- Born: Aliana Taylor Lohan December 22, 1993 (age 32) Cold Spring Harbor, New York, U.S.
- Other name: Ali Lohan
- Occupations: Singer; television personality; actress; model;
- Years active: 1998–present
- Parents: Michael Lohan (father); Dina Lohan (mother);
- Relatives: Lindsay Lohan (sister)
- Modeling information
- Agency: NEXT
- Musical career
- Labels: YMC (2006–2007); Interscope;

= Aliana Lohan =

American television personality and singer (born 1993)

Aliana Taylor "Ali" Lohan (LOH-han; born December 22, 1993) is an American singer, actress, model and television personality. She is the younger sister of actress and singer Lindsay Lohan.

==Early life==
Lohan was born in Cold Spring Harbor, New York, on Long Island, to Donata "Dina" (née Sullivan) and Michael Lohan; the family later moved to Merrick. She is the younger sister of actress Lindsay Lohan and Michael Lohan Jr., and the older sister of Dakota "Cody" Lohan. She has three younger paternal half-siblings.

By the age of 22, she converted to Buddhism after being raised Catholic. As of 2020, she is a Christian music artist.

==Career==

In 2005, she appeared in her sister Lindsay Lohan's music video for the song "Confessions of a Broken Heart (Daughter to Father)". Lohan's musical career began when she released a Christmas album, Lohan Holiday, in late 2006 under YMC Records (re-released in 2012 as Christmas with Ali Lohan). A single ("All The Way Around") was released on July 9, 2008 (in connection with the reality television series Living Lohan), which reached #75 on Hot Digital Songs.

As an actress, Lohan has largely appeared in uncredited roles in her sister's films, with her 2008 role of Traci Walker in a film adaptation of the R. L. Stine horror/fantasy novel Mostly Ghostly and her 2022 role of Bianca in the Netflix movie Falling for Christmas being her only credited roles.

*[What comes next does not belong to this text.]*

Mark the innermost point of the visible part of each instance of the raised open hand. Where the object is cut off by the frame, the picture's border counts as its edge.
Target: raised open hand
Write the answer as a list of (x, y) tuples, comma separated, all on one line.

Lohan began modeling at age three, working through the Ford Model agency and appearing in print campaigns for magazines such as Teen Vogue and Vogue Bambini. She appeared on the cover of CosmoGirl with sister Lindsay in November 2006. In 2011, she signed a multi-year modeling contract with NEXT models, later appearing on the cover of Fault magazine. In 2013, she signed with the modeling agency Wilhelmina.

On November 15, 2018, Billboard revealed that Lohan had released another single, "Long Way Down", and was working on an EP.

==Filmography==

Film
| Year | Title | Role | Notes |
| 1998 | The Parent Trap | Child at Airport | Uncredited role |
| 2000 | Life-Size | Girl at Football Stands |
| 2007 | I Know Who Killed Me | Young Aubrey Fleming |
| 2008 | Mostly Ghostly | Traci Walker | Direct-to-video |
| 2022 | Falling for Christmas | Bianca |  |

Television
| Year | Title | Role | Notes |
| 2005 | E! True Hollywood Story: Lindsay Lohan | Herself | TV series documentary |
| 2008 | Living Lohan | Main role |
| 2011 | Keeping Up with the Kardashians | Episode: "Kim's Fairytale Wedding: A Kardashian Event - Part 2" |
| 2014 | Lindsay | Episode: "Part One" |
| 2019 | Lindsay Lohan's Beach Club | Episode: "Growing Up Lohan" |

==Discography==

===Studio albums===

| Title | Details |
|---|---|
| Lohan Holiday | Released: October 31, 2006; Label: YMC; Formats: CD, digital download; |

===Singles===

List of singles, with selected chart positions
Title: Year; Peak chart positions; Album
US: SVK
"All the Way Around": 2008; —^{[A]}; 22; Non-album singles
"Long Way Down": 2018; —; —
"Without You": 2022; —; —
"—" denotes releases that did not chart or were not released in that territory.

===Music videos===

List of music videos, showing director(s)
| Title | Year | Director | Notes |
|---|---|---|---|
| "Confessions of a Broken Heart" | 2005 | Lindsay Lohan | Lindsay Lohan's music video; guest appearance |
| "Christmas Magic" | 2006 | David Blood |  |
| "All the Way Around" | 2008 | Jonathan Murray |  |

==Notes==
- Notes
- A: "All the Way Around" did not enter the Billboard Hot 100 but peaked at number 11 on the Bubbling Under Hot 100 Singles.